Uncle Vanya
04 February 2020
Harold Pinter Theatre
2.0 out of 5.0 stars
In early February I ventured out to see Uncle Vanya at the Harold Pinter Theatre with a friend. I had heard a lot of great things about this production, so was very much looking forward to see it. Uncle Vanya is on at the Harold Pinter theatre until the 2nd of May.
The stage design for this play is absolutely outstanding, with a stage that is turned into a run down and somewhat grubby main room of a country house, with scuffed wooden floor boards that look quite grubby and water damaged around the edges, dirt and grime piling up in the corners and climbing up the walls, fallen leaves and branches around the large window front to one side. A gorgeously designed stage with beautiful and practical furniture and a lot of space for the actors to work with.
Uncle Vanya takes place at the turn of the 20th century in rural Russia, on a crumbling country estate. Professor Serebryakov returns to the estate with his young and beautiful second wife Yelena. The estate is run by Vanya, the professor’s brother in law, Maria, Vanya’s mother, and Sonya, the professor’s daughter from his first wife. They all live a relatively plain and boring existance in the countryside, neither of them seeming particularly happy with their lives, only rarely visited by local country doctor Mikhail Astrov.

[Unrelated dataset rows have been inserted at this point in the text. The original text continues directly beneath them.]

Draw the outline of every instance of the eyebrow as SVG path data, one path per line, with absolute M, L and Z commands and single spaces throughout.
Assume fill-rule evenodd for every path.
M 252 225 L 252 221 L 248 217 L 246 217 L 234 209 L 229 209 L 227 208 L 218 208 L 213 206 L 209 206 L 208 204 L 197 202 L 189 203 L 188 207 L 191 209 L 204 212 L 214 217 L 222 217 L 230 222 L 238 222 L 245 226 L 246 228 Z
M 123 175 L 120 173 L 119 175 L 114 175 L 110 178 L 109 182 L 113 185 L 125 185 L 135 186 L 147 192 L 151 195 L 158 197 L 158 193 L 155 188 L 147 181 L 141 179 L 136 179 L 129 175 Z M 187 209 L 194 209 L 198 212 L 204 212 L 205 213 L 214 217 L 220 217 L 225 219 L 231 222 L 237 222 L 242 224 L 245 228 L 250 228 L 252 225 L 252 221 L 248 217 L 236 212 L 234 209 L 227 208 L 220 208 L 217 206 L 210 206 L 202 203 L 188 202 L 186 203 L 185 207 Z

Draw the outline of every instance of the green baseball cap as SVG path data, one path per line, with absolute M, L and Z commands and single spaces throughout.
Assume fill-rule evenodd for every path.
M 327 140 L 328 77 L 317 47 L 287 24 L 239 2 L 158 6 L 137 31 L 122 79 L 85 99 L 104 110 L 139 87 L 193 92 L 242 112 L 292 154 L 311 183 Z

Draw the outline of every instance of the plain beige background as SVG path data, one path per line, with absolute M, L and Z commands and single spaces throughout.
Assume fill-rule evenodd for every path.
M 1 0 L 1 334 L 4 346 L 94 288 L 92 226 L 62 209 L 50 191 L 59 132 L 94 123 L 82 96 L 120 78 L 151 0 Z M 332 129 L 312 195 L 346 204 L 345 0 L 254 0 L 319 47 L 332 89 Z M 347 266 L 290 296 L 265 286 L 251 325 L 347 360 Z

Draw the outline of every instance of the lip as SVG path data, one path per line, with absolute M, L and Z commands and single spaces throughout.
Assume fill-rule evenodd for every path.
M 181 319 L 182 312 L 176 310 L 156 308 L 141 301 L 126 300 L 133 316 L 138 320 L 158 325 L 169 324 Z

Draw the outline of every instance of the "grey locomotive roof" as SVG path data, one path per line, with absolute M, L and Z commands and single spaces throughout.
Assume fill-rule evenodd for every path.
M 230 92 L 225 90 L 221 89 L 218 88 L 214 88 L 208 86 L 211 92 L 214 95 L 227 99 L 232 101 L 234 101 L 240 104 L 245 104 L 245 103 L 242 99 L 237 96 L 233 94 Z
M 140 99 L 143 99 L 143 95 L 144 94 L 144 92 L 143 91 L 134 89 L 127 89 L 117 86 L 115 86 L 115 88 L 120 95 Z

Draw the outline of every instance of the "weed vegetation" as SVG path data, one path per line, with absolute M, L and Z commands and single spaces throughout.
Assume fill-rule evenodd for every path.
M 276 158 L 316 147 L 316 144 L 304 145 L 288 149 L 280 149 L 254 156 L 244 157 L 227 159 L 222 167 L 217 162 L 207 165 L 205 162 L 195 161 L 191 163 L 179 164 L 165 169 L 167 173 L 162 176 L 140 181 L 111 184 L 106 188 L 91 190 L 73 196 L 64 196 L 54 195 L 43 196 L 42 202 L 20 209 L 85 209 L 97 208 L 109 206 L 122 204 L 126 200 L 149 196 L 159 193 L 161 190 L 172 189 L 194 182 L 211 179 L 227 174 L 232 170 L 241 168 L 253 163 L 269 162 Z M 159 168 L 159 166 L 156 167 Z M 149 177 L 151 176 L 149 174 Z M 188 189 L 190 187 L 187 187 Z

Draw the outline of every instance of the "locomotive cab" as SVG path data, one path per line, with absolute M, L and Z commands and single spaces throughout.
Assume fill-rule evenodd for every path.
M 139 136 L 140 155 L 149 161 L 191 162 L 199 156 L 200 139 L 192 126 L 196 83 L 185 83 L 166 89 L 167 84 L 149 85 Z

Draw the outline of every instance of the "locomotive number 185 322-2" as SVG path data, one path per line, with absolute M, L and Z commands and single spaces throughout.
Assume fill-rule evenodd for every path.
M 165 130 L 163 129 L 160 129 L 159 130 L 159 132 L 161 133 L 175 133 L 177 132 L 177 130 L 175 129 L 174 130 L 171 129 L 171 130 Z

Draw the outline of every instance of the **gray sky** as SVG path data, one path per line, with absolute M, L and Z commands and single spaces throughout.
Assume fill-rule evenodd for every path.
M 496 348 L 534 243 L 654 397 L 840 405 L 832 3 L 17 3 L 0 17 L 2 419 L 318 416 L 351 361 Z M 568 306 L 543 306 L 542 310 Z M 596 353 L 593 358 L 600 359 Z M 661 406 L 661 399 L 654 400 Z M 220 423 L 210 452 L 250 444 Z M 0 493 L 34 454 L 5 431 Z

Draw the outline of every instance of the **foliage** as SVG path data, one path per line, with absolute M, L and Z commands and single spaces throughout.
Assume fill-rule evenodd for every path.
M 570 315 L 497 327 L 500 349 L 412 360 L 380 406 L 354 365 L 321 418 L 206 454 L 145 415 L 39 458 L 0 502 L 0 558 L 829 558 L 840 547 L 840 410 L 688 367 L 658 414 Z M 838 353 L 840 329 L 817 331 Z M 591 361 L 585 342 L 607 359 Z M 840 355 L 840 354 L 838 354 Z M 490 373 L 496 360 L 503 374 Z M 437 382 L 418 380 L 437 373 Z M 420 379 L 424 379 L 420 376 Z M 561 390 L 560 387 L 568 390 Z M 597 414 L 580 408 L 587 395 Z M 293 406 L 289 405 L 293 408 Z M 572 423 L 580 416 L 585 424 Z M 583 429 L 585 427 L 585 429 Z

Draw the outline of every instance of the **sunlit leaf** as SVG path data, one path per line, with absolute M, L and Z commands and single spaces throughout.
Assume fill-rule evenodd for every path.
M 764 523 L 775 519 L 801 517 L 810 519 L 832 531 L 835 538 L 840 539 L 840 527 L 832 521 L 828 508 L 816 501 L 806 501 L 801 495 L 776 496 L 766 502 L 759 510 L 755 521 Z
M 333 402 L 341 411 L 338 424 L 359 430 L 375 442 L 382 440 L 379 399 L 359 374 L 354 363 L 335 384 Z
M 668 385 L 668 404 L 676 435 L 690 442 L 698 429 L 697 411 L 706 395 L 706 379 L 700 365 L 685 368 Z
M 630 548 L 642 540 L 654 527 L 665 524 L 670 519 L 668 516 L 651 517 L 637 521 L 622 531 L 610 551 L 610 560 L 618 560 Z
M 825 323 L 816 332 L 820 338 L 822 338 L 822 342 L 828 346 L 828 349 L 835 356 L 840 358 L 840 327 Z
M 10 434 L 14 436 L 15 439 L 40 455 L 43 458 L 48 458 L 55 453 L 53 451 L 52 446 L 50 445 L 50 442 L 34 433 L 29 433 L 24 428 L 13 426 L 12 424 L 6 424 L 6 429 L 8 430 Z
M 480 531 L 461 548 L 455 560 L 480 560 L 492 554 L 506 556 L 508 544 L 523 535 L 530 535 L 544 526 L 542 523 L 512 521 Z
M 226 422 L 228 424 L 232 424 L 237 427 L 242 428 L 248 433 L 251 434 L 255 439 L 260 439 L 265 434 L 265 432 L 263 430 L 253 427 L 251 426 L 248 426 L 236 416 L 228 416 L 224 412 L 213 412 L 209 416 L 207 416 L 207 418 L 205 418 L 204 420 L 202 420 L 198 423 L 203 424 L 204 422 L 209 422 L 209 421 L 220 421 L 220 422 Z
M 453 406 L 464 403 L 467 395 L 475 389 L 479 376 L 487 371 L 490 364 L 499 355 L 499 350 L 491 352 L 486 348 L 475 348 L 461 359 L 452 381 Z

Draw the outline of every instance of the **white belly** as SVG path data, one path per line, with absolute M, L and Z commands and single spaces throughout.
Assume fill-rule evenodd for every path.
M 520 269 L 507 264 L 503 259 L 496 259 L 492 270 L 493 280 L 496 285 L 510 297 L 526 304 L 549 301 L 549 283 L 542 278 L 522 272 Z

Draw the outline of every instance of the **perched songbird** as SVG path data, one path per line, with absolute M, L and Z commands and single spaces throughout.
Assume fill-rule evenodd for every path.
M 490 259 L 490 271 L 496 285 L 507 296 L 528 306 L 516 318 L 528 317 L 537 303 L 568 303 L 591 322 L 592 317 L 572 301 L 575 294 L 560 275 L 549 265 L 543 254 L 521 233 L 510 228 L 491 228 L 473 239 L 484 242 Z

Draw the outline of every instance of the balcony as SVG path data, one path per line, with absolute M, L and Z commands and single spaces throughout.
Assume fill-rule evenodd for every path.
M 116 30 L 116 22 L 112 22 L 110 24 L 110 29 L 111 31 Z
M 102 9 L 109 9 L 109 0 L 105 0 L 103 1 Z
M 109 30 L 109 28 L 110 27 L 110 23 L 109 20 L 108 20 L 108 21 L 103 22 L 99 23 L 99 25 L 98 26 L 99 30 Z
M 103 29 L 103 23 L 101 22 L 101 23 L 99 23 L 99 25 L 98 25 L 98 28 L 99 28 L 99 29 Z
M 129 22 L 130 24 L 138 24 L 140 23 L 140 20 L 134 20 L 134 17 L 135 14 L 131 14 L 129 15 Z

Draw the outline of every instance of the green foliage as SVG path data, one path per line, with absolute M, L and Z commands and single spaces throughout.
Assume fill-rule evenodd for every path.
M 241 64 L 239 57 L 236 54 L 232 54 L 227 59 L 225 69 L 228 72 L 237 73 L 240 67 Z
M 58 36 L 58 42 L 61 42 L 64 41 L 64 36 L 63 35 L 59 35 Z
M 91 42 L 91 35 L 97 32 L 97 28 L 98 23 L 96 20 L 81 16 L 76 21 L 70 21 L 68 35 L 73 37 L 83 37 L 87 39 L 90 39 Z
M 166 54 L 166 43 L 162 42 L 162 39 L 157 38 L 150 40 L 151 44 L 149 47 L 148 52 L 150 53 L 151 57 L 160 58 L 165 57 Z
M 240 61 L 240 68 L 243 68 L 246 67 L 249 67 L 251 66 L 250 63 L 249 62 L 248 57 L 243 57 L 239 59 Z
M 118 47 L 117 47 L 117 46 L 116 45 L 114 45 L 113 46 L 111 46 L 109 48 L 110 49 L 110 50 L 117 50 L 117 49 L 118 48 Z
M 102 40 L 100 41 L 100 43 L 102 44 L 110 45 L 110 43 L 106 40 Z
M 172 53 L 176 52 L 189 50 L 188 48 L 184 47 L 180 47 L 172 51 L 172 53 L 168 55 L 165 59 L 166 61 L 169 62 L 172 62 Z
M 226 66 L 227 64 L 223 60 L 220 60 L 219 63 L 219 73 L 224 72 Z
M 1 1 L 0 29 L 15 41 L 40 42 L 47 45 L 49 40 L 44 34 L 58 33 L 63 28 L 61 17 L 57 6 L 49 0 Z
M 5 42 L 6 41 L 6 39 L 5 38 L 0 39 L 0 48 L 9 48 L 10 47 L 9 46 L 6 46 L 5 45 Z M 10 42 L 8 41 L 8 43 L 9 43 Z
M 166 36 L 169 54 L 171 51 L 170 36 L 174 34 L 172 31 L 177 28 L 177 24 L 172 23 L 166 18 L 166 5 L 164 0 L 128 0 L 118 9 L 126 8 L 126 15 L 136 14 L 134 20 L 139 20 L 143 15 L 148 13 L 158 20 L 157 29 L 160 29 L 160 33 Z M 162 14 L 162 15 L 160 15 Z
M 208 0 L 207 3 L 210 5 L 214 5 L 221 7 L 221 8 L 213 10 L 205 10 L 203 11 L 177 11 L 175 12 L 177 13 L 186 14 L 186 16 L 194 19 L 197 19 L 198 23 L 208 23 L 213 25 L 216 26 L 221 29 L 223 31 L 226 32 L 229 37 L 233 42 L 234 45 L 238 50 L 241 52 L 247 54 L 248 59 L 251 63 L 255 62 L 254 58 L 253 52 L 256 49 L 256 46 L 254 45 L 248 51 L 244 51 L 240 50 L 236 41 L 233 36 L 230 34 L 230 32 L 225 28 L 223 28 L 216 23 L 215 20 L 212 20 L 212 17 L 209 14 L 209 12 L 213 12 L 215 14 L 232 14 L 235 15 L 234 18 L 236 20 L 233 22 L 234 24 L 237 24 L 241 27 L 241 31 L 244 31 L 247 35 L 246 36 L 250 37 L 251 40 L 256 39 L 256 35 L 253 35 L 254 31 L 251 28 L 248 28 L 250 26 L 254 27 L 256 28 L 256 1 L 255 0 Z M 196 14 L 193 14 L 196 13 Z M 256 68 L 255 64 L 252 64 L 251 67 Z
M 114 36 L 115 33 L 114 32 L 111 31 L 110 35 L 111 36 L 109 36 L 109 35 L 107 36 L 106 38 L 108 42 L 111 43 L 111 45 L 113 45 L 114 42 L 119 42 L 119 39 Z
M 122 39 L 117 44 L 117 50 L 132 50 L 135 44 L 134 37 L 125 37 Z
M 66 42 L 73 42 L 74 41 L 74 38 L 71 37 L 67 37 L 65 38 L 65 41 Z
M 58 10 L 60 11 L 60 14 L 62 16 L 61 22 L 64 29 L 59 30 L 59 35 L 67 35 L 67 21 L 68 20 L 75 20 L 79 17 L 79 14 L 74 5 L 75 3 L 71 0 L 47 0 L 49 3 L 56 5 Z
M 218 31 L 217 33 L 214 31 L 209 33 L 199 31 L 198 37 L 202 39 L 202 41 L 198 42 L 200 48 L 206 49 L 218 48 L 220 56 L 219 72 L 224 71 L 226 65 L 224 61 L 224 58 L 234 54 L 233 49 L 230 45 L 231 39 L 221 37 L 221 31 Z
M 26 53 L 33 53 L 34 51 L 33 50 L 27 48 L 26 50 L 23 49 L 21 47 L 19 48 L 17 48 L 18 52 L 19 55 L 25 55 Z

Sonya is in love with the doctor, but described as too plain and unattractive to be worth his time, while both Vanya and Astrov immediately fall in love with the beautiful Yelena, who quickly grows bored with her much older husband and life in the country. When the professor announces that he intends to sell the estate to use the money to afford a better, more glamorous life in the city for his young wife and himself, things spiral out of control as those living on the estate fear for their own future and livelihood.
The story itself is of course quite old and not necessarily applicable to modern life, but it also seems very dependent on stereotypes and charicatures, rather than nuanced characters with rich internal lives. Overall it didn’t seem very convincing nor engaging, with characters making very questionable choices and the ending being incredibly bleak.

While visually very well done and beautifully presented, the story just didn’t convince me. Most of the characters were too predictable and tropey in their behaviour and didn’t seem like real people dealing with real problems. Everything felt a bit contrived and definitely too lacklustre and bleak in the end.